There’s a Dark Side to Zero-Cost Investing You Can’t Ignore. Funds have fixed costs, largely in compliance and legal protections, and if we carve management fees to 0% hoping for cross-sell, we'll be the ones to lose. Maybe -- or maybe we don't need all these funds?
HSBC-backed fintech Bud to re-focus product stream after restructuring. Open banking isn't so easy. After laying off 20% of the team, the company is moving from helping financial firms embed more finance product into their offering, to helping non-financial firms embed more finance product into their offering.
German banks call for digital euro. The banks in question are part of the Association for German Private Banks, are are making a case for combining identity and a digital currency backed by the European central banks. The continent will leave our the UK, I imagine. This is a competitive issue. To double down on the point, read Tencent to Lead Drafting of International Blockchain-Based Invoice Standards.
Raiffeisen Among 18 Banks in First Global Tokenized Collateral Trial and Paxos to launch settlement of U.S.-listed equities after SEC's no-action letter. Both of these are pointing to incremental progress in digitizing institutional capital markets, with R3's Corda being used for a collateral management platform implementation, and Paxos' post-trade systems used for equities.
Starbucks to test digital asset app from Bakkt. If you're big, and part of the $50 billion market cap ICE exchange, pushing another corporate giant to roll out your payments platform is the right move. Important to note how closely the roles of payments, exchange, and capital markets are in crypto native companies.
Introducing: Activate by Codefi Networks - A new way of launching and participating in decentralized networks. If you think tokens are only tokens if they are on decentralized, public chains, and that they should be used for engagement instead of speculation, check out this project.
Twitter will be banning all political advertising — albeit with “a few exceptions” like voter registration. Dorsey understands that this isn't a free speech issue, it is a software fraud issue. To straight up quote: “Internet political ads present entirely new challenges to civic discourse: machine learning-based optimization of messaging and micro-targeting, unchecked misleading information, and deep fakes”.
JPMorgan Arms Coders With Trading Licenses as Quants Advance. The capital markets are for robots! If you are not a robot, you shouldn't be trading. Everyone else, buy that 0% management fee BlackRock or Vanguard fund and trade it on Robinhood, I guess.

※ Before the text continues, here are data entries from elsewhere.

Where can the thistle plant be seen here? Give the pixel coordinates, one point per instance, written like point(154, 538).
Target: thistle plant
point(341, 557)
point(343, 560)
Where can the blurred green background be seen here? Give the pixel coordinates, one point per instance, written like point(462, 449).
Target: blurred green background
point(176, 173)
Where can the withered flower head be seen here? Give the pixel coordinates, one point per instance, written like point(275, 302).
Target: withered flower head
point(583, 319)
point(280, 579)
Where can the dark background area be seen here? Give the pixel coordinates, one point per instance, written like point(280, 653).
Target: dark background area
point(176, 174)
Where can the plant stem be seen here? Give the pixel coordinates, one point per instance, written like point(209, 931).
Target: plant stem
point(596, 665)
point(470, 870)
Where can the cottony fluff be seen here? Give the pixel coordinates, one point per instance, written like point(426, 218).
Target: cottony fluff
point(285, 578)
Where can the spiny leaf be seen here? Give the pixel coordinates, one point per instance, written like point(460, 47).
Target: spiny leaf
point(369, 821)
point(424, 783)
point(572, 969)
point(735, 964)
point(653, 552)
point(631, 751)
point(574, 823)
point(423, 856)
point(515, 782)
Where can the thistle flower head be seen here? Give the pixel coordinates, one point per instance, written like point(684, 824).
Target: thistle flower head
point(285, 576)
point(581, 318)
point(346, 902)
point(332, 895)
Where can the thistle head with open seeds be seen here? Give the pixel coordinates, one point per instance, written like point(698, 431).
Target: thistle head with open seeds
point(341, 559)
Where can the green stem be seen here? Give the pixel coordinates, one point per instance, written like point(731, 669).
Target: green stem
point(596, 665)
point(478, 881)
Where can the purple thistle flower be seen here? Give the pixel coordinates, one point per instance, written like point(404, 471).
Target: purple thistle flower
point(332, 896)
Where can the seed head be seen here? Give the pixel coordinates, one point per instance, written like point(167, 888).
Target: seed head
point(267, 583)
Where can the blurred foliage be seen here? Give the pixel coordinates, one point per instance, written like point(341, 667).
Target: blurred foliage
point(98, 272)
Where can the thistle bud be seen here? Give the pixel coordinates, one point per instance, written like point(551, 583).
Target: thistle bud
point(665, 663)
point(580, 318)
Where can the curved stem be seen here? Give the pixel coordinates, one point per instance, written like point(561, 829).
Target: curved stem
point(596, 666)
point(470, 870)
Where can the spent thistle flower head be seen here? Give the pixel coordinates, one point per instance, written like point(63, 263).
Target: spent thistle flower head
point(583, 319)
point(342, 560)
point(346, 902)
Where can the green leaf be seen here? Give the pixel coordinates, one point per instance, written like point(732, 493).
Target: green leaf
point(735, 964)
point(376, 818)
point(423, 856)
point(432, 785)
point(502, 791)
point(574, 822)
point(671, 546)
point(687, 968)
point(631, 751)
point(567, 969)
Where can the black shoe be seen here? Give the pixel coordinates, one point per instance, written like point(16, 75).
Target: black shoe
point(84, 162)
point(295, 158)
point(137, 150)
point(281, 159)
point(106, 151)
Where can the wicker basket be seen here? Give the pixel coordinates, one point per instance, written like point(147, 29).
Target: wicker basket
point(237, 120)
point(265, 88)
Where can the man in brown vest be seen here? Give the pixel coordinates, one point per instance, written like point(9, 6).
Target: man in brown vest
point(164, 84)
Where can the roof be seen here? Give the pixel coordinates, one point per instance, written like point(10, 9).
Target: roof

Ola in talks with Microsoft for $200 million funding. Ola is India's version of Uber, with over 200 million of riders. This deal is about "connected vehicles", which I take to mean artificial intelligence and operating systems for smart cars. Also, given Uber now offers bank accounts, it can be an operating system for Indian banking too.
Google’s Coral AI edge hardware launches out of beta. Google is releasing hardware devices optimized for machine learning and computer vision, with cheap USB and Internet connected sensors. The name of the game is edge computing. Along the same vector, Microsoft furthers $5 billion IoT plan with new Azure features, targeting the 20 billion or so connected devices end of next year.
Also, Google to Buy Fitbit for $2.1 Billion to Boost Hardware. The acquisition is being done at a 70%+ premium and is purchasing 27 million users. This is a bit confusing -- Apple Watch isn't a crazy hit, and the Fitbit footprint doesn't seem massive. But the capability is important for Google, and the shares are still meaningfully down from IPO (from $20 to $7).
Facebook Reveals Computer Vision Research That Could Hasten Development of AR Smartglasses. I don't know -- the buzzwords are all blending together! But this article has a number of wild visualizations showing how image recognition leads to the ability to swap out real objects for 3D renderings.